Vive el turista admirado frente al escenario, diluyendo los límites del tiempo, alucinando un espacio sin tiempo, a fuerza de dilatarlo y desintegrarlo en la sensación del tiempo histórico. Es una ilusión de tiempo en suspenso, de foto histórica, donde lo cronológico, lo que viene primero y lo que sucede después, se convierte apenas en una documentación periférica. Lo que se impone de veras no es el tiempo del “cronos”, sino el tiempo del “aios”, el tiempo del sujeto, la vivencia interna de una ficción de traslación temporal con la que el turista recompone primero y simula después su presencia en la escena, y se cristaliza allí, en la vivencia intensa de un instante único que parece expandirse hasta ser la única forma del tiempo, el tiempo que vino a buscar. Se torna el turista en un ser melancólico, siquiera por un momento, invadido de un tiempo pasado con el que ensaya un camino alternativo de sí, y finge poder responder a la pregunta sobre cuánto de sí mismo perduraría aún en semejante cambio. ¡Toda una pregunta por la esencia del ser!, su relación con el tiempo, y ya hemos llegado a Heidegger.

Espera en el aeropuerto

Espera en el aeropuerto

Los seres occidentales y contemporáneos vivimos cada día, sobre todo nuestros tiempos laborales, en una estructura sincrónica del tiempo: El tiempo como el vector que nos conduce por unos caminos u otros según nuestras conductas, nuestras decisiones, y por tanto, nuestras identidades. Seres que calculamos el próximo paso, la próxima casilla, como resultado de una decisión que tiene que ver con todo lo que podemos ser en un determinado momento. Nos entrenamos para elegir la conducta de cada momento, la que nos conduce más eficazmente a la casilla deseada. En el tiempo del viaje, la lógica se invierte: Del sincronismo… a la reconstrucción del tiempo, pues los acontecimientos nos vienen dados, son ajenos a nosotros, y nuestra ilusión es vivir en su escenario ajeno a sus contingencias. El tiempo del turista no es un tiempo contingente, sino necesario, impuesto, experimental, un entorno imaginario cuyas aristas se imponen para ensayarnos convertidos en otros. Tiempo detenido, acontecimientos fijos, un plano general en el que nos ensayamos en dos dimensiones, aplastados contra una trama sociopolítica que nos es dada como un “a priori” del experimento.

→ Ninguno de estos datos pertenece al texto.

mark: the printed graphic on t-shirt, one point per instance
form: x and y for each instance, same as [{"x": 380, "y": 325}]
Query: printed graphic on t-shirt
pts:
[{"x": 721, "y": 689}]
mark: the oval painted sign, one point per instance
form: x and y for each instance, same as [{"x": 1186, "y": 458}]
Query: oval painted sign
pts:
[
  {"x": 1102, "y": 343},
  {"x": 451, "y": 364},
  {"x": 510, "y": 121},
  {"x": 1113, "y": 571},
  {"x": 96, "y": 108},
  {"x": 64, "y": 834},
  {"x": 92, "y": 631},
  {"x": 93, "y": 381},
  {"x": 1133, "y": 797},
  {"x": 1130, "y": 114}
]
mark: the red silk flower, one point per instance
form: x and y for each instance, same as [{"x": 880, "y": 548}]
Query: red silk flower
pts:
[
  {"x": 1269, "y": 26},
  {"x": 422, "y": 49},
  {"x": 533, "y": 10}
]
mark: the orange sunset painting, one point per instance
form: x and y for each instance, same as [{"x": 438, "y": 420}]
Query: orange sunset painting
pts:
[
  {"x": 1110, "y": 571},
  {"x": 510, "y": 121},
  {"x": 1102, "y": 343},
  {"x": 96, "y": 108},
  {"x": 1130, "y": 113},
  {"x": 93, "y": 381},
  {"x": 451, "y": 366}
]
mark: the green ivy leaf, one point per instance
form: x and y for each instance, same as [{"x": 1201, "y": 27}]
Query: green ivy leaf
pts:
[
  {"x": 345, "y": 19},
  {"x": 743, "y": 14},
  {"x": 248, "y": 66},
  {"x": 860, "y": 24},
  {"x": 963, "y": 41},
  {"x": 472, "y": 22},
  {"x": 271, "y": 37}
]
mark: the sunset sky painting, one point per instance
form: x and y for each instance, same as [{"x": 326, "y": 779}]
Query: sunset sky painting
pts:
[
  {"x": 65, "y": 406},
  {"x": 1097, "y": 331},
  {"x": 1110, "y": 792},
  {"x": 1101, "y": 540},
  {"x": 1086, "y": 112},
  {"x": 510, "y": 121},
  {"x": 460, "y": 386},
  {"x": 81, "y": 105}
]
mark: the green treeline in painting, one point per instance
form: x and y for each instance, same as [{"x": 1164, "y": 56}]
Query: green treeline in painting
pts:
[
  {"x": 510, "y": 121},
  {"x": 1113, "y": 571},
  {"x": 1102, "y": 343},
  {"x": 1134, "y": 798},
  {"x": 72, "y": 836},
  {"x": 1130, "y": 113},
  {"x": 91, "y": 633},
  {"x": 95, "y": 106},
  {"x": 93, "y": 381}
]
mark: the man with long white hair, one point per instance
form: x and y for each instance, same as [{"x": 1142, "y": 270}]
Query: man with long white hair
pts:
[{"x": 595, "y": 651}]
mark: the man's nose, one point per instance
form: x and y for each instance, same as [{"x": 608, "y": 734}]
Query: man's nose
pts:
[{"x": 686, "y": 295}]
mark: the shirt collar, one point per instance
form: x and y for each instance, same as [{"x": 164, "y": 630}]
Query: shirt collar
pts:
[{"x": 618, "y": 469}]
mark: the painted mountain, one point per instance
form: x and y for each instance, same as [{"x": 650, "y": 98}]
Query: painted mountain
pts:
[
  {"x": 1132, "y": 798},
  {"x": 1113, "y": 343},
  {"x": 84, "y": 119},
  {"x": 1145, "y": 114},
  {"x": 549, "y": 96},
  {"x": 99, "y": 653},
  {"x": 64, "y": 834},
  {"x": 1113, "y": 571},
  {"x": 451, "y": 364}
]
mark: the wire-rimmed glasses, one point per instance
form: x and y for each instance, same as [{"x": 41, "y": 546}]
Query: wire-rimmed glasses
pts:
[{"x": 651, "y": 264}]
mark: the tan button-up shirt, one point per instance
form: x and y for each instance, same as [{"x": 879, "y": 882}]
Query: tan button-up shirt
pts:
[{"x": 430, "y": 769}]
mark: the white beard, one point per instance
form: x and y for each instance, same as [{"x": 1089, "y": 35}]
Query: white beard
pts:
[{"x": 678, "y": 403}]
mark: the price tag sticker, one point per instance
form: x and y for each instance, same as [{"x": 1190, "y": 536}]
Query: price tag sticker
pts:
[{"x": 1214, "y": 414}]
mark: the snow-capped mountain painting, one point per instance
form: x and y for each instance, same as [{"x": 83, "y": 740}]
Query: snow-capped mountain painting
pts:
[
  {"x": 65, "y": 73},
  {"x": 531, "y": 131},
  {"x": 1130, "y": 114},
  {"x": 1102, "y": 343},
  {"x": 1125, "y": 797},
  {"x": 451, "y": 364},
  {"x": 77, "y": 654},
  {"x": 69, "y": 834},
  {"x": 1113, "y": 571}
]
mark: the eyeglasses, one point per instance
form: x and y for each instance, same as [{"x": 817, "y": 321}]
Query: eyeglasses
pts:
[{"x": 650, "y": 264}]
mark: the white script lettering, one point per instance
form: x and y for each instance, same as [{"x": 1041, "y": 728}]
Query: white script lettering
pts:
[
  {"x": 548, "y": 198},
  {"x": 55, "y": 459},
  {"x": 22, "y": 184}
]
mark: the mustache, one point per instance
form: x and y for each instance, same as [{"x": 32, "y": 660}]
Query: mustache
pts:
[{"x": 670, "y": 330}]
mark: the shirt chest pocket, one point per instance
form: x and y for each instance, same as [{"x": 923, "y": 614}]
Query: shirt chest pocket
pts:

En el fondo, ¡una ilusión!, la de fijar una esencia del ser, al estilo de Parménides, y jugar a echarla a rodar en un escenario ajeno: en la Roma del Imperio Romano, en las playas del Caribe descubriendo un continente, en las calles de la Sevilla medieval rodeados de peste, pero siempre “nosotros mismos”, instalados en la asunción de que seríamos los que somos. Toda una trampa del turista contemporáneo que en su delirio del yo piensa que sería siempre el mismo cualquiera que fuera el escenario. ¿Cabe repensar el tiempo del turista? ¿Se puede pensar el viaje del futuro como una forma distinta de vivir el tiempo? ¿No debería ser el viaje… también una traslación del yo? Ser otros… Ser nosotros tal cómo habríamos sido siendo otros, en otro espacio, en otro tiempo.